Today’s actions follow the March publication by Fossil Free Research of an open letter calling on US and UK universities to lead the way in banning fossil fuel industry funding for climate change, environmental, and energy policy research. The letter has been signed by more than 700 leading academics, including multiple IPCC authors, Nobel Prize recipients, and more than 130 Oxbridge affiliates. In calling for university action, the letter draws a parallel with long-established bans on tobacco industry funding for public health research.

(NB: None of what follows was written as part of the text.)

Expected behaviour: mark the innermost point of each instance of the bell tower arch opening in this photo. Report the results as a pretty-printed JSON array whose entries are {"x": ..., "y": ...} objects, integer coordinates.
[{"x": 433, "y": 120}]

One signatory of the letter, Oxford Professor and 2020 Nobel Prize winner for Physics, Sir Roger Penrose, said that addressing climate change “requires scientific and technological developments that will allow fossil fuels to be replaced by appropriate alternatives, and it is essential that objective research on this issue is continued at a high level in a completely objective way. For this, funding needs to be obtained that comes from sources other than those that are themselves dependent upon the very fossil fuels that need to be replaced.”
A University spokesperson said: “The University of Cambridge published its relationships with energy companies at the start of the COP26 global climate change talks in Glasgow to show how we are working with partners to accelerate progress to renewable or decarbonised energy. We hope this will spur further action, engagement and debate on the urgently needed steps for a transition to a sustainable future.”
Zak Coleman, undergraduate president of the Cambridge Students’ Union said: “The university expects its students to respect science and treat each other with compassion, yet it’s partnering with companies doing the exact opposite on a planetary scale: ignoring all scientific warnings and devastating communities across the world, especially in the Global South, in the process.”